Further, the legislative package includes the Voter Enfranchisement Modernization Act of 2017, which establishes online voter registration in New York State (A.5382). This will streamline the registration process and bring the state’s antiquated, paper-based application process into the 21st century.

To complement these efforts, another piece of legislation, cosponsored by Assemblywoman Jenne, requires state and local agencies to include voter registration within their application process (A.6283).

Since agencies already get the relevant personal information needed to register to vote, this bill helps facilitate greater voter participation. The Assembly legislation also includes a measure instructing boards of elections to automatically transfer voter enrollment for New Yorkers who move from one county to another (A.3411).

"The automatic transfer simply makes sense. If voters are already registered in New York State, we don't need to block their access to the polls. This legislation would streamline the registration process," she said.

Finally, the package includes a measure allowing voters who are 17 to vote in presidential primary elections if they will be 18 years of age at the time of the general election (A.3549).

"I have been a strong supporter of efforts to increase voter participation and find it encouraging that the Assembly is making an effort to encourage prospective young voters to become more involved in the political process. The issues facing our state and nation are immense, and I think it is critical to have their voices at the table as we make decisions that will impact their lives for years to come," Assemblywoman Jenne said.

She noted that many of those teenagers end up attending one of six colleges in St. Lawrence or Jefferson counties or are stationed at Fort Drum.

"Allowing 17 year olds to help select the candidates they will be able to vote for when they are 18 in that November's election is simply the right thing to do," she said.

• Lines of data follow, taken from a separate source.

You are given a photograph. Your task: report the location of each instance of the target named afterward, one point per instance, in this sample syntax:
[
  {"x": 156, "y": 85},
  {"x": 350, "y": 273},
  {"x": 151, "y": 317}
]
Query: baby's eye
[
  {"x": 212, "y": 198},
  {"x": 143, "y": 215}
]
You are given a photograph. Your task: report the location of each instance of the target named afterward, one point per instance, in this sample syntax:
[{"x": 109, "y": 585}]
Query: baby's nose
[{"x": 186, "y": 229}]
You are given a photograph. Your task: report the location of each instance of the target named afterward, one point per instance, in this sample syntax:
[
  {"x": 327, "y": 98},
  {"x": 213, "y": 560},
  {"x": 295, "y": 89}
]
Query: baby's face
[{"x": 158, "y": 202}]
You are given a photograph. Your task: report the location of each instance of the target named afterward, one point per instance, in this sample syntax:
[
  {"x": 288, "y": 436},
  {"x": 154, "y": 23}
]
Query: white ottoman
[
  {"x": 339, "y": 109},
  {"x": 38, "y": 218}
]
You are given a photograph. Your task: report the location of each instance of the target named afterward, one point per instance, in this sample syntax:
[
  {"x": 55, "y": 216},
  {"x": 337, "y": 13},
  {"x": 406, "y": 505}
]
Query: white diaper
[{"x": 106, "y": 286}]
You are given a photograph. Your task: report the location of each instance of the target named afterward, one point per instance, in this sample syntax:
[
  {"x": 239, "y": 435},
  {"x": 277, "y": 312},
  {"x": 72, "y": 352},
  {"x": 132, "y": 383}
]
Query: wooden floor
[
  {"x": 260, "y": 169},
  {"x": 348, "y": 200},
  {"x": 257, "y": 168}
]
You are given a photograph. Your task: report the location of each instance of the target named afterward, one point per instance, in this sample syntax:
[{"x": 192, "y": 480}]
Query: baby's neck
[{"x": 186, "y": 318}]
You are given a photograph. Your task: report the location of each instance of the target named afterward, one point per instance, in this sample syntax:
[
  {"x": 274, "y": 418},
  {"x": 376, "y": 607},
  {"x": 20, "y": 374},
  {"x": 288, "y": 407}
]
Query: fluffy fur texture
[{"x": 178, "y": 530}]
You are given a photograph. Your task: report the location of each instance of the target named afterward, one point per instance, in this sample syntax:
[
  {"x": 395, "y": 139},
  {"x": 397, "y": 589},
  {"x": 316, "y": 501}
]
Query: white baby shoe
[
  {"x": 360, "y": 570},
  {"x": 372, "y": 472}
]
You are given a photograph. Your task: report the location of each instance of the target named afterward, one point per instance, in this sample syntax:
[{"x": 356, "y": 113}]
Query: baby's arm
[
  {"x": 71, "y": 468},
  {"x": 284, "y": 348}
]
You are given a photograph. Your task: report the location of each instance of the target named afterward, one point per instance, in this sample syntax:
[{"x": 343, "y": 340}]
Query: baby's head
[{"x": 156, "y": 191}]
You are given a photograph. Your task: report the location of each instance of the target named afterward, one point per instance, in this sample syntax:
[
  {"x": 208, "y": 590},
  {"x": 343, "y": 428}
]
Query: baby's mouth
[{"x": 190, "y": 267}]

She said she is hopeful the voting reform legislation will gain support as it moves to the state senate for their review.

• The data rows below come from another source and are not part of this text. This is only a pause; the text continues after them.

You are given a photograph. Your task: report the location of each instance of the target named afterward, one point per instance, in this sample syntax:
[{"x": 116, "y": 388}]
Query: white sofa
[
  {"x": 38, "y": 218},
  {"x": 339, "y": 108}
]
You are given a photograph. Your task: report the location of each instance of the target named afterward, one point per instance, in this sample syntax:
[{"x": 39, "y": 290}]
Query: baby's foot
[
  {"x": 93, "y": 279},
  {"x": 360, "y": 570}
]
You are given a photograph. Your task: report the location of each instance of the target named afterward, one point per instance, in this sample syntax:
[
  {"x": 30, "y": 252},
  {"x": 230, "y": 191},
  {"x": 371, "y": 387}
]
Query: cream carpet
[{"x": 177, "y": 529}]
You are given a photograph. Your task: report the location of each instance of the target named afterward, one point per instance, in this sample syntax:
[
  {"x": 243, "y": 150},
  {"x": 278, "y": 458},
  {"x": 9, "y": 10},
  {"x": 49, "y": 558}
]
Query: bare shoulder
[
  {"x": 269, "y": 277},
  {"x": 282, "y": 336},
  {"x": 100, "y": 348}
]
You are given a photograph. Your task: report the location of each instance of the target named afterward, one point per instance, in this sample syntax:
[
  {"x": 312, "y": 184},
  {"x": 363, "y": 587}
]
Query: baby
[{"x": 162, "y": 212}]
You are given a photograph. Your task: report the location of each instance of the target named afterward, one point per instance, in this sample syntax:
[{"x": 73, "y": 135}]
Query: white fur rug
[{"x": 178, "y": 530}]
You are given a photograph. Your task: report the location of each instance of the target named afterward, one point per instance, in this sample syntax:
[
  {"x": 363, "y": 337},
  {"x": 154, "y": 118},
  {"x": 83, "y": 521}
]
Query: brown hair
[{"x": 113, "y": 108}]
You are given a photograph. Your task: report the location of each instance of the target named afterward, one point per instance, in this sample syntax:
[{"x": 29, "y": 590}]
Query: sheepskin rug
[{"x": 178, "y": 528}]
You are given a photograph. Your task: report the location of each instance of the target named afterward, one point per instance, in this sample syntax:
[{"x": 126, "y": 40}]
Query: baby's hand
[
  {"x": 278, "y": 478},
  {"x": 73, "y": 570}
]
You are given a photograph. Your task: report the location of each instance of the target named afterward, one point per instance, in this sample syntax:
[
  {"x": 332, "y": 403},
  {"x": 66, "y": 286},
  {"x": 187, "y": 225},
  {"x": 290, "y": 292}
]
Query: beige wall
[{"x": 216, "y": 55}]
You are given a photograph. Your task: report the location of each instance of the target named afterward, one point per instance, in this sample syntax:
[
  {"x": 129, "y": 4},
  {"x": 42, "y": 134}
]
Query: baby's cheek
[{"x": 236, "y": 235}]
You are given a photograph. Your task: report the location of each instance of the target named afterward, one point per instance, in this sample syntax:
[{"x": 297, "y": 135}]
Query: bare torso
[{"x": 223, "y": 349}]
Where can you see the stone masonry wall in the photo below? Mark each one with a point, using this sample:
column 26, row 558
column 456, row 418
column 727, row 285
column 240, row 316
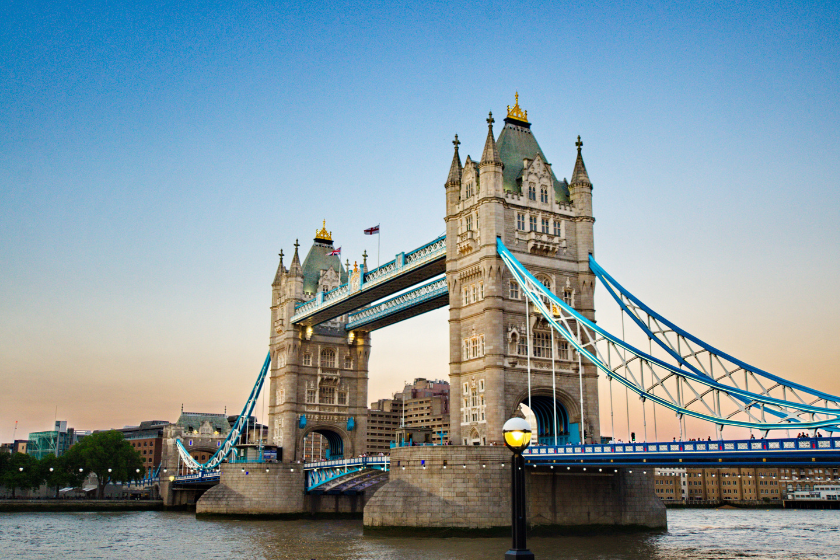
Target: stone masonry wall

"By providing the hardworking people of our state with more voting options, we help make sure that everyone truly has a say,” Assemblywoman Jenne said. “This legislation breaks down barriers and strengthens the democratic values this nation and state were founded on.”

Jennie Bacon, St. Lawrence County election commissioner, said she strongly supports efforts to increase voter participation. 'The passage of bills to help improve the election process is much appreciated. We continuously work to improve the system, to make registering and voting a simple and quick process for all. Many of these bills will improve that effort in St. Lawrence County and across the entire state of New York," Ms. Bacon said.

Jefferson County Election Commissioner Babette Hall said she is open to any changes that benefit the voter and our election process. "We are so ready for the federal and state primaries to be combined. Most people do not realize the amount of work there is to planning an election, not to mention the cost," she said.

She noted the savings from combining the primaries would actually help with the costs generated by early voting.

Ms. Hall noted 3,169 voters cast absentee ballots in the 2016 general election. "I believe a no-excuse application for an absentee ballot would benefit voters who are in the county but have job responsibilities that make it difficult for them to get to their poll sites to vote," she said.

The election commissioner also said improvements in technology would help make registering voters who have moved from one county to another in the state a relatively simple process.

"This process would be much easier to monitor now that we are connected to NYSVoter, and each election board has access to all voters in New York," she noted.